Indian economy to grow 7.1-7.6% in current fiscal: Report

Source: Economic Times, 13 July 2022

Indian economy is projected to grow 7.1-7.6 per cent in the current financial year despite shifting geopolitical realities across the world, a report said on Wednesday. In its India’s economic outlook – July 2022 report, leading consultancy Deloitte India said that as 2021 was coming to a close, there was optimism in the air but the optimism received a jolt early this year as a wave of Omicron infections swept through the country and Russia’s invasion of Ukraine happened in February.

“These events aggravated the pre-existing challenges such as surging inflation, supply shortages, and shifting geopolitical realities across the world with no definite end in sight.

“And the subsequent confluence of headwinds such as surging commodity prices and disruption in trade and financial transactions quickly deteriorated economic fundamentals that were trending up a few months back,” the report said.

Rising commodity prices, surging inflation, supply shortages, and shifting geopolitical realities across the world weigh on the growth outlook. Still, India will likely reign as the world’s fastest-growing economy, it noted.

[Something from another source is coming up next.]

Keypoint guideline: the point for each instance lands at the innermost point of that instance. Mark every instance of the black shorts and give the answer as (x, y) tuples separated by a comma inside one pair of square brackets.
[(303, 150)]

“India is expected to grow by 7.1-7.6 per cent in 2022-23 and 6-6.7 per cent in 2023-24. This will ensure that India reigns as the world’s fastest-growing economy over the next few years, driving world growth,” the report said.

Reserve Bank of India (RBI) has projected a GDP growth of 7.2 per cent for the current fiscal ending March 2023.

Deloitte India said that it expects inflation and supply chain disruptions to remain entrenched for some time.

The domestic currency will likely recover some lost ground against the US dollar, but not before early next year. India’s relatively strong recovery and the global slowdown will improve INR’s strength, it added.

The rupee depreciated by 3 paise to close at a record low of 79.62 (provisional) against the US currency on Wednesday.

“The desire of global businesses to look for more resilient and cost-effective investment and export destinations during difficult times, among other factors, could work in India’s favour,” Rumki Majumdar, Economist at Deloitte India, said.

The report also said that uncertainties in the global business ecosystem will pose significant risks.